Just wanted to throw in two cents about binaries from GO supposedly being faster than C++. Recently C++ compiler made my jaw fall to the floor. At my job I have heard a riddle whether modern c++ compilers would be able to convert this recursive function into a loop, at sufficient optimization level. (AFAIK most programming languages would not do that)
int sum(int n) {
return n ? sum(n-1) + n: 0;
}
Generally the answer is yes, gcc or icc would make loop of it and, with extra optimization, unroll it a couple of times. But then one tried clang 5.0, and it produced an arithmetic series summation formula, making this function O(1)!

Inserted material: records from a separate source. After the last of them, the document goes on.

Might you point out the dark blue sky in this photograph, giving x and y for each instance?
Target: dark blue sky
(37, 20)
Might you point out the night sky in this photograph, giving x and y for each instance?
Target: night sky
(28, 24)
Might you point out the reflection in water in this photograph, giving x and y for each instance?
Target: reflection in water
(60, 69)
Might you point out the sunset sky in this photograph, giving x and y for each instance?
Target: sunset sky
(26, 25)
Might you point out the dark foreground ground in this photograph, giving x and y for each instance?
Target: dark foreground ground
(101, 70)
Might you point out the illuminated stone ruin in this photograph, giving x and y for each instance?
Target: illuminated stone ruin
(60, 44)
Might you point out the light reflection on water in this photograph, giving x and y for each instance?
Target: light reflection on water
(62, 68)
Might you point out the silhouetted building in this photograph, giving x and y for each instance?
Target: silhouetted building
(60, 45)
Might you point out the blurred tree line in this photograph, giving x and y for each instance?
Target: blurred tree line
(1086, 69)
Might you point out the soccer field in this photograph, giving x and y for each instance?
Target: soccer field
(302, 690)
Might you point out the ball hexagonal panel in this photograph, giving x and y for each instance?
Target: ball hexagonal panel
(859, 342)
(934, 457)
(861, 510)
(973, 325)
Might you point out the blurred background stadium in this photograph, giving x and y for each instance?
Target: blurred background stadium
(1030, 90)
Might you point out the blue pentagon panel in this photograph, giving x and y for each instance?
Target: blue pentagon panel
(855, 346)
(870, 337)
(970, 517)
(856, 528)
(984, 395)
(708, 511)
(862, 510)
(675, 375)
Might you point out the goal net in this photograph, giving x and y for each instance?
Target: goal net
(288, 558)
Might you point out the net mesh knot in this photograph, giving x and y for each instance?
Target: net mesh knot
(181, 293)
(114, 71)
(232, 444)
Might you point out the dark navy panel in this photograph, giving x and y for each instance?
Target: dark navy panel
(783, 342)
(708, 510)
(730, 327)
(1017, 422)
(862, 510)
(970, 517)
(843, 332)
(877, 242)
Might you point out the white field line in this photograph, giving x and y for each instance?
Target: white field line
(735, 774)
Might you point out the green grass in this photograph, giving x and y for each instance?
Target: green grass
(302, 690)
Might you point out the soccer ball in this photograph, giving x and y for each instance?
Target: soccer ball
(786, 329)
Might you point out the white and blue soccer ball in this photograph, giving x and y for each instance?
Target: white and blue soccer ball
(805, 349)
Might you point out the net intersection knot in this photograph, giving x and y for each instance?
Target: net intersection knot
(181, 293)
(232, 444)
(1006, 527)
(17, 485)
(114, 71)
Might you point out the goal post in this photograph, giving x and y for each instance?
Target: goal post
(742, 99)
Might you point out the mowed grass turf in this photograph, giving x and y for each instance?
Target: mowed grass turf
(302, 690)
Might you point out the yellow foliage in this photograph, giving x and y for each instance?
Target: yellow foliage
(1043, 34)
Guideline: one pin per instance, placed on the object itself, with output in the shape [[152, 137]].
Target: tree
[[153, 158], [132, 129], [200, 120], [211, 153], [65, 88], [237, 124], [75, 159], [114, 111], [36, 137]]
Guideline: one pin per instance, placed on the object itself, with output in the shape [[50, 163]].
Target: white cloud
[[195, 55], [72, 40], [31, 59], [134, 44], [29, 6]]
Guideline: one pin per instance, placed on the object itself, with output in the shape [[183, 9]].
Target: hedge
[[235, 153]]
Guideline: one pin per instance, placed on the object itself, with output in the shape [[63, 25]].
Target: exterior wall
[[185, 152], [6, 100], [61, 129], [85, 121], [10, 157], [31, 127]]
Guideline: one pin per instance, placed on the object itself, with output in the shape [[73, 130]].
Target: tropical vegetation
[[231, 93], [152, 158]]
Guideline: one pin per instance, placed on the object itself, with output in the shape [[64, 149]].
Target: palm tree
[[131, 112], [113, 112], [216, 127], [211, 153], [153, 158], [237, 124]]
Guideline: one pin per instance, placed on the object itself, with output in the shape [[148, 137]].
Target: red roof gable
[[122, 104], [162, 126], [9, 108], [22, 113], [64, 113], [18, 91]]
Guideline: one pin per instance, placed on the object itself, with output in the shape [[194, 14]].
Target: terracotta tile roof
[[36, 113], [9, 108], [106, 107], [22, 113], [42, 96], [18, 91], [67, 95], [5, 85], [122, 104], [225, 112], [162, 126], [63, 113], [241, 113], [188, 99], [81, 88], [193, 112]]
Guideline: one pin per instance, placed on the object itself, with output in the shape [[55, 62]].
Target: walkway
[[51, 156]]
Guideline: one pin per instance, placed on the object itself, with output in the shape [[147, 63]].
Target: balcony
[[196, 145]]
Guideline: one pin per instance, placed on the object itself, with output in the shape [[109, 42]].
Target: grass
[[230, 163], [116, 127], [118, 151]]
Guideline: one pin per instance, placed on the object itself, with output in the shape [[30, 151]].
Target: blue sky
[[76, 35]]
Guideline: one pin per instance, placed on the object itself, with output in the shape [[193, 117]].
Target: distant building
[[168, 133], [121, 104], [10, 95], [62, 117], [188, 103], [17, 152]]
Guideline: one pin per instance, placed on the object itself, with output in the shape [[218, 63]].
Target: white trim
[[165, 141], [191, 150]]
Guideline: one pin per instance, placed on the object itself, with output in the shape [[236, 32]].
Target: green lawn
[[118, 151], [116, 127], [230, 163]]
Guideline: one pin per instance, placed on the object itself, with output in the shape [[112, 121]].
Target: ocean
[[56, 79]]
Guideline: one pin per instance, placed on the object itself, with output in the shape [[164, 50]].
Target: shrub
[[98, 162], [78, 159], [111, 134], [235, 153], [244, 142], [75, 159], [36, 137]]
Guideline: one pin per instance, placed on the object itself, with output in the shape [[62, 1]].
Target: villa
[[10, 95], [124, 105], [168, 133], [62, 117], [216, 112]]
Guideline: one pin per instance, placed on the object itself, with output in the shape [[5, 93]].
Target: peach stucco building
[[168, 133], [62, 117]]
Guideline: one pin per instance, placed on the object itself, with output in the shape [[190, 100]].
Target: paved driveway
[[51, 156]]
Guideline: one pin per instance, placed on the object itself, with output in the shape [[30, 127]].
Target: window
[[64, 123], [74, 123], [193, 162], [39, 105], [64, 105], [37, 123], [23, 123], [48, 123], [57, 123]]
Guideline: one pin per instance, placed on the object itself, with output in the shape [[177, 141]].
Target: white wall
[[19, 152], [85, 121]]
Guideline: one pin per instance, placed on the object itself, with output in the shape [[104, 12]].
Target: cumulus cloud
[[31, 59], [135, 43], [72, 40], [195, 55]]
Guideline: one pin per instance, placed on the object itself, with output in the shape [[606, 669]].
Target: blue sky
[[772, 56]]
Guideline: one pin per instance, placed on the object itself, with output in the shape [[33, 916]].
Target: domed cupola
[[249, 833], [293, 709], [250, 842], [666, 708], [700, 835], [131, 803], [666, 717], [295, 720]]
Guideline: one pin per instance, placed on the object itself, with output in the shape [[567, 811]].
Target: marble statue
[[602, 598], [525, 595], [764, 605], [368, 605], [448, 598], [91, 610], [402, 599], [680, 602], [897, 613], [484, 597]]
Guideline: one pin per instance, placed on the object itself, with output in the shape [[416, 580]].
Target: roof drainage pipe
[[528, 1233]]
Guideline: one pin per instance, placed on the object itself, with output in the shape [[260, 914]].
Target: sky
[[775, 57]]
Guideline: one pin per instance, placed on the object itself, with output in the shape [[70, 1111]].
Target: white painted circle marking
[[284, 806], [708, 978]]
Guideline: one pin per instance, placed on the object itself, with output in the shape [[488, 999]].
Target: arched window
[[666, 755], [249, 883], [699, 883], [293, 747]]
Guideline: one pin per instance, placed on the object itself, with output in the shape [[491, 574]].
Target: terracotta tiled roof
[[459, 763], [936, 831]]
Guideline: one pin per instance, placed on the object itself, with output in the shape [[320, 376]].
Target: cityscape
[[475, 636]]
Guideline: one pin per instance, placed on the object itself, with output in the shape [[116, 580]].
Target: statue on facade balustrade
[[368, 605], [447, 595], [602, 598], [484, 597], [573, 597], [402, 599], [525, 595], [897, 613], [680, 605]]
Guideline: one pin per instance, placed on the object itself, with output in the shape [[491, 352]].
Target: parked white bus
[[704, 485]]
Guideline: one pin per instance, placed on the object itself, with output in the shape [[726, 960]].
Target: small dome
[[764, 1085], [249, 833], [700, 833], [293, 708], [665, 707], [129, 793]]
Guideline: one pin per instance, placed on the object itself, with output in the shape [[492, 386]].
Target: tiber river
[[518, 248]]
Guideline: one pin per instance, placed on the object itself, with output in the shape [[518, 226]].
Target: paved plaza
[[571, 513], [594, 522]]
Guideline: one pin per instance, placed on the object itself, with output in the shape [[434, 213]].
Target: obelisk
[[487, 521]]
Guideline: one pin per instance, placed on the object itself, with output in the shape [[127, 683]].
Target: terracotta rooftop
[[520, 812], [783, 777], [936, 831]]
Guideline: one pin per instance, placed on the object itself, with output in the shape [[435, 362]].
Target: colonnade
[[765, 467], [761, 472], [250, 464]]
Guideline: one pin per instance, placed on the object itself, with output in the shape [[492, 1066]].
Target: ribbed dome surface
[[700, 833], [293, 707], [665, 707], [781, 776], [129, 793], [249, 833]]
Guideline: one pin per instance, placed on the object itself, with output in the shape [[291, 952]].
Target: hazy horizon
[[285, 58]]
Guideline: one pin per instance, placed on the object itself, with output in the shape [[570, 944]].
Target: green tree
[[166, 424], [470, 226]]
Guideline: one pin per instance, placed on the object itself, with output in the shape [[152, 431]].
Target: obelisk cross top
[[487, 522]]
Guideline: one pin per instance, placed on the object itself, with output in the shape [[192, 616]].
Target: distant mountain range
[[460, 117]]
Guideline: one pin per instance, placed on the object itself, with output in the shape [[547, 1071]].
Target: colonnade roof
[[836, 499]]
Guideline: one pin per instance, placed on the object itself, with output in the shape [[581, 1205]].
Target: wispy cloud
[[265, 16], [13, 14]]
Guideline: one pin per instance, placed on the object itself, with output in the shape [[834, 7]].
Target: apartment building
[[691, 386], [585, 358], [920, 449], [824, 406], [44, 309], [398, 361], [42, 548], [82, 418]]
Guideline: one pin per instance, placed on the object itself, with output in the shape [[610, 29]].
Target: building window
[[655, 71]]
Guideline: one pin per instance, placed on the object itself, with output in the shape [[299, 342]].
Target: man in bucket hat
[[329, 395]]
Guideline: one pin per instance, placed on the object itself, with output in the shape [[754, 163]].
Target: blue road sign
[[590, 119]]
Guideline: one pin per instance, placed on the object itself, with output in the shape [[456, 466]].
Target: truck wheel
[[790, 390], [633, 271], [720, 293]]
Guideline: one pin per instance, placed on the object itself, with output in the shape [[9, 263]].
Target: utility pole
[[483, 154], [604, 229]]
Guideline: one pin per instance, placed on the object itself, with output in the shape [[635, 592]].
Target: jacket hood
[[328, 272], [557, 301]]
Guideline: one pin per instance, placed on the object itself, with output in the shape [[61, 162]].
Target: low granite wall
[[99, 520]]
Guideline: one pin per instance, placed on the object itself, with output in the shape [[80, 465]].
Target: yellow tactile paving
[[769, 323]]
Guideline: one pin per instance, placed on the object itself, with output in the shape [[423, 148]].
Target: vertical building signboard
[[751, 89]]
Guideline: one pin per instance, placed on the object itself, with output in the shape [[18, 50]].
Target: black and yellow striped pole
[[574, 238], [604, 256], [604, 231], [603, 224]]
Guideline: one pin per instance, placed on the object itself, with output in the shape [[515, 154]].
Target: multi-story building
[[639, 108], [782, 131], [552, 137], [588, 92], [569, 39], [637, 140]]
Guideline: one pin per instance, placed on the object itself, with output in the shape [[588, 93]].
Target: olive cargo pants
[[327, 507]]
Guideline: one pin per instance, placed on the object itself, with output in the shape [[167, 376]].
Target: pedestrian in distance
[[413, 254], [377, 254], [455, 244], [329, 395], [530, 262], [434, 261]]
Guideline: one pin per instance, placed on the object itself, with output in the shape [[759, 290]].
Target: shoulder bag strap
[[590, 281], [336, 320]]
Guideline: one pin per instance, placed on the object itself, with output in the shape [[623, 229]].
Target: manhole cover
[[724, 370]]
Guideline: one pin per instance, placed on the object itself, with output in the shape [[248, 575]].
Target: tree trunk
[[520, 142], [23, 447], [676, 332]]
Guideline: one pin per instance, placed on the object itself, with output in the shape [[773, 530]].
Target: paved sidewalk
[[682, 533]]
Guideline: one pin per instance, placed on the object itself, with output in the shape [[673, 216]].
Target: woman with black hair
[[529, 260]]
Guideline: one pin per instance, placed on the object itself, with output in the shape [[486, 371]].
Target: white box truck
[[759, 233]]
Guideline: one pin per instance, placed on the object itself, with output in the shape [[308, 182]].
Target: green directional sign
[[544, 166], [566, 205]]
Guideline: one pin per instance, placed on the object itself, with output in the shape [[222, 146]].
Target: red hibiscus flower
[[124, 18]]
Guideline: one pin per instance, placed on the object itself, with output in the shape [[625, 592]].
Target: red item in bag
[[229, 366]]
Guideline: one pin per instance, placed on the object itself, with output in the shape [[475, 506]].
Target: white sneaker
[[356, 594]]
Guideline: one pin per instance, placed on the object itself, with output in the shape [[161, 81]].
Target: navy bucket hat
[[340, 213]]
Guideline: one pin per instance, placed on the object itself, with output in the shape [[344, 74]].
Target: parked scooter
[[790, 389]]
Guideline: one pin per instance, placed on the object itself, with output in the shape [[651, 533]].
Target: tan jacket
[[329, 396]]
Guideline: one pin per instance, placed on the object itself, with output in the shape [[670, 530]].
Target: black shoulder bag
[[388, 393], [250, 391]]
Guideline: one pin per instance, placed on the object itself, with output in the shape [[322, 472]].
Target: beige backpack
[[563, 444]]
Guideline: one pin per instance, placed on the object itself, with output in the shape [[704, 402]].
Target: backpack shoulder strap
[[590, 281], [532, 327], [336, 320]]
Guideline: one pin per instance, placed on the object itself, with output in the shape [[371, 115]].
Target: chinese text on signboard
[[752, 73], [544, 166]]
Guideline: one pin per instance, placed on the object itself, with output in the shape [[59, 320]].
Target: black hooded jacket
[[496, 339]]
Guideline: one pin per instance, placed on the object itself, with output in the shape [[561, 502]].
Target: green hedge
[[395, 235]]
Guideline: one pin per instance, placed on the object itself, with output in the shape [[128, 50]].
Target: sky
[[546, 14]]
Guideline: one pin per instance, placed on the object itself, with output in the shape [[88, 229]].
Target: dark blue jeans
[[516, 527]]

One could argue that this is just a cheap trick… the thing is there could be thousands of such “cheap tricks” in C++ compilers… And you need long years of well planned development to put such “cheap tricks” in production.
Answer
I “grew up” with optimizing compilers. At one point, Carnegie Mellon University, Computer Science, had one of the most advanced optimizing compilers of its day (1970s). But I’ve read the code from GNU and Microsoft C++, and today’s compilers make our efforts look like a good amateur attempt at optimization. Current compilers can compile 50,000 lines per minute (at least!) and produce code that has inline expansion of functions, cross-procedural optimizations, and mind-boggling optimization techniques. I once read code in which function A called function B, but instead of passing parameters to it, the Microsoft C++ compiler determined that some of the inputs were constants or pass-by-values that were not changed, and instead of pushing parameters onto the stack and calling function B, function A preloaded some registers with values and BRANCHED INTO THE MIDDLE of function B’s code. And the registers were precisely correct, and it avoided doing a hundred or more instructions that would have not been necessary at all if the inputs were known to be read-only. I would fire someone who did that in assembly code, but the compiler gets away with it because it accounts for every source change before determining the validity of the optimization. I’ve seen the Microsoft C++ compiler collapse multiply-instantiated templates into a single code body. I’ve seen output from GNU gcc that makes my head hurt trying to understand it, but which is perfectly correct.
I have no idea what a “faster” language is compared to C++, but I would want to see nontrivial metrics (forget Towers of Hanoi, Sieve of Eratosthenes, and similar toy programs. Compare code size and performance of systems 100K SLOC Source Lines of Code or better). I suspect that Microsoft C++ and gcc can run circles around GO. And take a look at Java HotSpot dynamic compilation and optimization before comparing Java to C++ or any other language. We used to see the same silly comparisons for language complexity, because you could implement “Hello, world” in BASIC in only one line, but every other language took lots of lines and correct punctuation. But you couldn’t maintain 100K SLOC written in BASIC (and I mean the original BASIC, not languages like Visual BASIC, which are modern languages with a few pieces of syntax borrowed from the original Darmouth BASIC).
A good optimizing compiler can take you through a dozen levels of abstraction and generate half an instruction. I don’t trust anyone who says “Language X is faster than Language Y” unless they give details of the metrics they used. Anyone can write a compiler that makes trivial code examples run quickly. Professional compilers can make 100K SLOC be smaller or faster,, independent of the source language.
Each time we added an optimization to the compiler, we knew that it might improve the code by 1%-3%. But put a couple hundred such optimizations in, and “compound interest” wins big. Some years ago, IBM was dismayed that under SPECMark array benchmarks, their compiler ran at 45 SPECMarks and Sun’s ran at 61 (bigger is better). So they wrote a program that took a configuration of the cache behavior of different models of their RISC6000, and wrote a FORTRAN program that took, as input, a FORTRAN program, and produced, as output, another FORTRAN program which did the exact same computation, but segmented the data to maximize cache hits. They ran the array example through this and got a score of…wait for it…900! Many modern FORTRAN compilers now incorporate these transformations internally (this experiment was done in the early 1990s).
Debates about “faster” languages are just plain silly. It’s the compiler that makes the difference.